The human
flavin-containing monooxygenase (
FMO3) is a prominent
enzyme system that converts nucleophilic heteroatom-containing chemicals, drugs and
xenobiotics to more polar materials that are more efficiently excreted in the urine. The substrate specificity for FMO 3 is distinct from that of
FMO1. Human
FMO3 N-oxygenates primary, secondary and tertiary
amines whereas human
FMO1 is only highly efficient at N-oxygenating tertiary
amines. Both human
FMO1 and
FMO3 S-oxygenate a number of nucleophilic
sulfur-containing substrates and in some cases, does so with great stereoselectivity.

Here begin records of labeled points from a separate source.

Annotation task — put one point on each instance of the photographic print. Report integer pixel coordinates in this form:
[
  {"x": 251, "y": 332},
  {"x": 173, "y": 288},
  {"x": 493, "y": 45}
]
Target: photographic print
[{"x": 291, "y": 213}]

Human
FMO3 is sensitive to steric features of the substrate and aliphatic
amines with linkages between the
nitrogen atom and a large aromatic group such as a
phenothiazine of at least five carbons are N-oxygenated significantly more efficiently than those substrates with two or three carbons. For
amines with smaller aromatic substituents such as
phenethylamines, often these compounds are efficiently N-oxygenated by human
FMO3. Currently, the most promising non-invasive probe of in vivo human
FMO3 functional activity is the formation of
trimethylamine N-oxide from
trimethylamine that comes from dietary
choline. (S)-
Nicotine N-1'-oxide formation can also be used as a highly stereoselective probe of human
FMO3 function for adult humans that
smoke cigarettes. Finally,
cimetidine S-oxygenation or
ranitidine N-oxidation can also be used as a functional probe of human
FMO3. With the recent observation of human
FMO3 genetic polymorphism and poor metabolism phenotype in certain human populations, variant human
FMO3 may contribute to
adverse drug reactions or exaggerated clinical response to certain medications. Knowledge of the substrate specificity for human
FMO3 may aid in the future design of more efficacious and less toxic drugs.